O pau de tio Antônio
A rua onde passei a menininice, e parte da juventude ,era, originalmente, um beco sem saída. Os ditames do progresso, no entanto, fizeram-na vazada, calçada e assaz transitada. Mas é o seu passado que me tem cativo.
Eram poucas e espaçadas as casas e os lotes baldios prevaleciam largamente, para a alegria da garotada que, embora pouca, se divertia à louca, atrás de esconderijos, passarinhos, frutinhas silvestres e, quem sabia, então, de pinturas rupestres?
E onde o beco se confrontava com um quintal, que obstruía seu prosseguimento havia ali, em meio à densa vegetação, uma depressão, a que demos o nome de buracão.
E foi ali que tio Antônio, nosso vizinho, para as emergências, estabeleceu seu reduto. E pelo produto, sem precisar opinião de dotô, passamos a chamá-lo de cagadô. E era o lugar ideal para um obrador de casa, ou de quintal. Não havia praticamente transeuntes - tirante a encapetada meninada - e a natureza, ao redor, sem esforço, inspirava à força maior. Verdade que faltava papel, mas a folhagem dava e abundava.

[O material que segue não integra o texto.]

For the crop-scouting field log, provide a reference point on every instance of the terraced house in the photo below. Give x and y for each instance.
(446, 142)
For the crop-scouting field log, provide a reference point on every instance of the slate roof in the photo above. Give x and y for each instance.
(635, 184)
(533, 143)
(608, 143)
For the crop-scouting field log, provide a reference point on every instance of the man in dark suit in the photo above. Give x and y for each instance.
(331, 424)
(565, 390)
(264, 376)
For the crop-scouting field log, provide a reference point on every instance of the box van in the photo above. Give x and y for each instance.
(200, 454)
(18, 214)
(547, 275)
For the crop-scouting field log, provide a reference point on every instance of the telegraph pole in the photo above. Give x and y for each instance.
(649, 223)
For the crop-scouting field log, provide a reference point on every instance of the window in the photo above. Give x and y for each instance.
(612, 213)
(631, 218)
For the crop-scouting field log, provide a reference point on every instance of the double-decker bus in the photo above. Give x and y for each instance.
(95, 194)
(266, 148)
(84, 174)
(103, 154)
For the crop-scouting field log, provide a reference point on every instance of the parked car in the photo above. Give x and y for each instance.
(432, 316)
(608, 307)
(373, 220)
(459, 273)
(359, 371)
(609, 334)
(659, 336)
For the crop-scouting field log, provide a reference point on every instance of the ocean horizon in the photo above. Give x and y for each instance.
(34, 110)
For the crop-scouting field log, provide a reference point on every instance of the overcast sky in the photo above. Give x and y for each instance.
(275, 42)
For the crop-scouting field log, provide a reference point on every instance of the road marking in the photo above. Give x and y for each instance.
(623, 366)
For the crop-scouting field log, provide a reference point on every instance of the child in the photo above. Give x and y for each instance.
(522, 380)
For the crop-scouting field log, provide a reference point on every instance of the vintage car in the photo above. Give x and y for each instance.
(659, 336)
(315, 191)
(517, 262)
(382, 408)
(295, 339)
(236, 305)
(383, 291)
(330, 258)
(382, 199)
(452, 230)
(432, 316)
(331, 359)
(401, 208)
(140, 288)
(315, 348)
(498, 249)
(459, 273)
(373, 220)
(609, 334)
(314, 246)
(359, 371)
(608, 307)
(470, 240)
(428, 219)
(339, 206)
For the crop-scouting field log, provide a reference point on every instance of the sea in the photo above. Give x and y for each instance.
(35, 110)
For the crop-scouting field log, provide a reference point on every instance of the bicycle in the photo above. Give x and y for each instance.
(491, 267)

Tio Antônio percebia nossa diuturna vigilância mas não se apertava. E entre flatos irônicos, soltava também boas gargalhadas. E tanto que se concentrava em suas agachadas, que foi numa delas que se inspirou - prevendo o progresso que iria acabar com aquele paraíso - a criar o pau de privada. Coisa singela, de que veio a se tornar o maior propagador e, quiçá, único usuário: consistia num pau roliço, da espessura de um cabo de enxada, de uns sessenta centímetros, que se colocava atravessado sobre o vaso sanitário, de molde a evitar que a fria louça fizesse mal às calientes e renitentes nádegas.